In the club, as we were walking to the bar, Lisa asked me, “What if we get carded?” I gasped. Never, have I EVER been carded. To even suggest the possibility is to risk breaking a spell that has lasted since I was fifteen years old and first walked in the adult-bar world.

It’s not that I look old, I’ve been told I don't look 21 (although I’m almost 20) - but in dark, bar-light - I just look “right,” like I belong.
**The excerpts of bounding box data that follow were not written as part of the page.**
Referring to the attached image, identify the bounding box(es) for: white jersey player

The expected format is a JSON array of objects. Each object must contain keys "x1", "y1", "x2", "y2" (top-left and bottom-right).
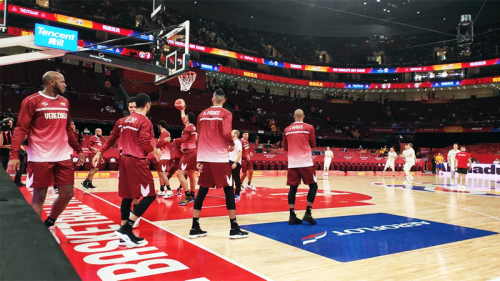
[
  {"x1": 323, "y1": 146, "x2": 333, "y2": 176},
  {"x1": 447, "y1": 143, "x2": 460, "y2": 177},
  {"x1": 382, "y1": 147, "x2": 398, "y2": 176},
  {"x1": 402, "y1": 143, "x2": 417, "y2": 181}
]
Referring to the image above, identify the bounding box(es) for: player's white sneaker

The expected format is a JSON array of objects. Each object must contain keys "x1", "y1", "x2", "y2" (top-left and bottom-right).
[
  {"x1": 163, "y1": 190, "x2": 174, "y2": 199},
  {"x1": 132, "y1": 218, "x2": 141, "y2": 228}
]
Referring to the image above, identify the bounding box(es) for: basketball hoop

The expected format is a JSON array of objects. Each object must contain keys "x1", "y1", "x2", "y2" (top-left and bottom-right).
[{"x1": 177, "y1": 71, "x2": 196, "y2": 92}]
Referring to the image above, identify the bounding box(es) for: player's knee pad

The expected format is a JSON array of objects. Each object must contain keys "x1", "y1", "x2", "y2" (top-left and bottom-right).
[
  {"x1": 120, "y1": 198, "x2": 134, "y2": 221},
  {"x1": 194, "y1": 186, "x2": 208, "y2": 211},
  {"x1": 134, "y1": 195, "x2": 156, "y2": 217},
  {"x1": 288, "y1": 185, "x2": 299, "y2": 205},
  {"x1": 307, "y1": 183, "x2": 318, "y2": 203},
  {"x1": 224, "y1": 186, "x2": 236, "y2": 210}
]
And let's face it, no bar turns away college girls or charges them a cover - we’re good for business.

I put a hand on Lisa’s shoulder and stopped us in our tracks. “Turn around three times,” I said.
“Why?” She asked. “To break the god-****, bad luck, vu doo you just put on us!” I said exasperatedly. She shrugged and started to turn in a circle. Again I took her by the shoulders, “Counter-clockwise,” I instructed, “don’t you know anything?!” Once she’d broken the jinx, we were free to go on.  The next part can only be poetry.

Behind the bar were shelves of bottles, brightly lit,
with pastel glows that shame the merely silver moon.
Red rums, golden bourbons, begging you to commit,
elixirs that dull every pain and brighten every mood.
Give us your tired, your lonely, and like Houdini
we’ll invoke fun with mystical treats like martinis.

We were basking in those lantern-like glows, like tourists, in heaven, when a bartender said, “What can I get you?” How generous those words were, how open and inviting.

“What’s your name?” I asked, he was wearing a name tag but I leaned in and gave him my friendliest smile. It’s important to establish a personal connection - but you can’t get carried away. He might be gay and decide you’re trailer.

“Brian,” he said. Brian was talking to me, but then he’d noticed Lisa and suddenly, he couldn’t take his eyes off her (Lisa’s an adriana). This bartender wasn’t gay at ALL.

I handed him my black, Centurion, American Express card “Can we set a tab for us?” I motioned to include Lisa, “and please include a 30% tip for yourself.” I smiled. He smiled.
“Oh, and there’ll be a gentleman joining us as well (Charles).”
“Sure.” he said, as he swiped the card on his iPad, adding, “now, what are you having?”

I’m a bit of a bon vivant, where cocktails are concerned but tonight, we’ll keep it vanilla.
“We’ll start with a Cherry coke (for Charles) and,” I looked at Lisa for approval, “Two American Martinis?” She smiled, “Please,” I added, putting my card away.
The coke is psychologically important; it gives the bartender what’s called 'plausible deniability.’
“Do you have a menu?” I said, as he turned to go. “Coming right up,” he said.

We were on a rooftop terrace that overlooked the Boston skyline. To the left, there were tables enclosed in glowing, geodesic bubbles that changed colors and off to the right, a dance space where couples were dancing, and a DJ was spinning ‘Sorja Smith’s - Little things.’

Our drinks arrived and Lisa and I laughingly toasted our covid survival.
At that moment, at least, everything seemed right with the world.
BLT Marriam Webster word of the day challenge: A bon vivant:  a person with cultivated and refined tastes

slang…
sweeny = sweeny todd, the murderous demon barber of fleet street (Sondheim musical)
forgetaboutit = ‘forget about it,’ best said with a fake, somewhat racist, Italian accent.